The Eclipse of the Flesh: Blinds and Blindfolds as Technical Occlusion Filters

When the blindfold falls over my eyes, I don’t register it as an immediate closure.

First there is a delay.

A kind of internal pause where the world still exists as memory, not as absence.


And that is where it becomes strange.

Not the darkness.

But what I do with it.


Because it should be simple: not seeing, adjusting, continuing.

But it is not simple.

It never is.


In that first stretch of blindness, something becomes overly active.

Not outside.

Inside.

As if the brain starts reorganizing itself elsewhere when it loses external reference.


And that is where the dynamic shifts.

It is not the act of closing.

It is the moment after.

The one that is not decided.

The one that simply happens.


I start noticing that the absence of image does not reduce experience.

It intensifies it.

There is not less.

There is more inward.


And that unsettles me.

Because it should not feel like this.

It should be neutral.

A functional interruption.

But the body does not interpret it as interruption.

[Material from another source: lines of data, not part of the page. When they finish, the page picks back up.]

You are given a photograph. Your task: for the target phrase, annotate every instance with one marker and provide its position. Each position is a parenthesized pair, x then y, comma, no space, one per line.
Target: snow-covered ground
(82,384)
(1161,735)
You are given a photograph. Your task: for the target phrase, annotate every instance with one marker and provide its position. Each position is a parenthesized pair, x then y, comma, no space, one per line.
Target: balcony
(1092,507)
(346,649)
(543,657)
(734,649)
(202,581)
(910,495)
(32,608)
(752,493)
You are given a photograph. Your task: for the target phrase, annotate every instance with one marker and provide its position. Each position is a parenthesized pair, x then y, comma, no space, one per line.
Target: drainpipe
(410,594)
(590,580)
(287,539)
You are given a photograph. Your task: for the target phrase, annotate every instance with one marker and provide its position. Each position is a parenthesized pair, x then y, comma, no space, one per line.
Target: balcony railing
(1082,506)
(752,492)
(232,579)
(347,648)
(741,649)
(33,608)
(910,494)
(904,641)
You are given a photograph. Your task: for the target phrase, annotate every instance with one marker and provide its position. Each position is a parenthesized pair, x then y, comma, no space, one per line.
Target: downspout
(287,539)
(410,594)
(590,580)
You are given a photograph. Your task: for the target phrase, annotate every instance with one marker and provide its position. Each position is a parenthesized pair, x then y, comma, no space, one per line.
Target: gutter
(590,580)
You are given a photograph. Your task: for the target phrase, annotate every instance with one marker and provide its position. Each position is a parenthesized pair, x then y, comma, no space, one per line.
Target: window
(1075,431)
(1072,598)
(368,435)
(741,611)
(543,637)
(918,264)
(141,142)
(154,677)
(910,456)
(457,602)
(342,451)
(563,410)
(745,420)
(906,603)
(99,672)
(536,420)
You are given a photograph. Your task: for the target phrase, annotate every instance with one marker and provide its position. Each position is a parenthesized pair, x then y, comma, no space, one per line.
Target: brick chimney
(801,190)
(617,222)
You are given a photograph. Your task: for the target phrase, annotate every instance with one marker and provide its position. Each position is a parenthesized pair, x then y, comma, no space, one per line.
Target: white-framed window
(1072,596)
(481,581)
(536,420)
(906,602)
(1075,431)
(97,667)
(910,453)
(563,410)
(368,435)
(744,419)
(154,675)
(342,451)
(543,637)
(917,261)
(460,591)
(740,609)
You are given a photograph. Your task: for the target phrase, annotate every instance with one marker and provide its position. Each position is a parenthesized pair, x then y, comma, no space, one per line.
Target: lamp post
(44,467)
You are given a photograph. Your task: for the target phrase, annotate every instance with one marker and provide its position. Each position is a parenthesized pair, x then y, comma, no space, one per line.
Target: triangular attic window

It interprets it as entry.


As if the lack of vision did not remove the system…

but forced it to fold inward onto itself.


And in that folding, another kind of attention appears.

Tighter.

More intimate.

Too self-aware.


And I don’t know when that attention starts watching itself.

I only know that it happens.


And the more I try to return to a simple reading of the gesture…

the less simple it becomes.


Because I am no longer just not seeing.

I am noticing that not seeing is also a way of being inside.

Inside something without clear edges.


And the contradiction returns.

The same structure, different shape:

I want to step out of this mentally…

but the act of trying to step out reinforces it.


And then curiosity shifts again.

It is no longer curiosity about what is happening.

It is curiosity about what happens when nothing is happening.


And that takes up more space than it should.